I moved into a new house last year and haven't had too much time to play since then. Until recently. My "music room" has several outlets (it used to be a home theatre so there are wires everywhere. In any event, every outlet except for one adds a lot of noise to my set-up. A LOT. I can't run everything from that one outlet so I was wondering if there is an easy fix solution for this.

The previous owner used mostly CFL lights. I've changed a lot fo them but not all. I just don't like them. Does anyone know if CFLs can create noise?

I've read in the past about Line Conditioners that eliminate noise but that was during the Monster Cables propaganda days. I don't know if there is any real science behind line conditioners. 

Any advice would be appreciated. Thanks


----------



## Fader (Mar 10, 2009)

Yes CFLs do create noise, along with battery chargers, radios, TVs, motors, etc.
Electrical noise can be classified in two groups. Radiated and conducted.

Radiated travels through the air and conducted travels along the power conductors.

A line conditioner will only eliminate the conducted variety.


----------



## Gizmo (Aug 7, 2008)

First thing I'd be doing is getting one of those cheap testers from the Source that plug into a mains outlet and tells you if it is wired correctly.

is the socket that is ok on a separate circuit??
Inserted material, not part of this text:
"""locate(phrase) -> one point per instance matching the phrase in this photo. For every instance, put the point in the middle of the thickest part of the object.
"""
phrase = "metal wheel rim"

Is there something like a fridge on the noisy circuits??


----------



## dtsaudio (Apr 15, 2009)

Absolutely agree with Gizmo. Get the three prong tester. It's been my experience with a lot of home theater guys that they disconnect the grounds to avoid ground loop hum in their systems. It's possble that if the HT room were done by a DIY'er that is what's happening.


----------



## hummingway (Aug 4, 2011)

I use a Furman Power conditioner in my studio. Helps prevent voltage flucuations and gives you a cleaner sine wave. Dimmer switches are another source of noise.


----------



## Stratin2traynor (Sep 27, 2006)

Thanks for all of the info. I do have one of those plug testers somewhere. Time to dig it up. Unfortunately it'll be a little time consuming to see what's on the circuit but I may have to try that as well. It's my understanding that half of the basement is on one circuit while the other half shares a couple. I dread spending the day trying to sort all of that out. Might be necessary though."Furman Power Conditioner" sounds expensive but possibly worth it.


----------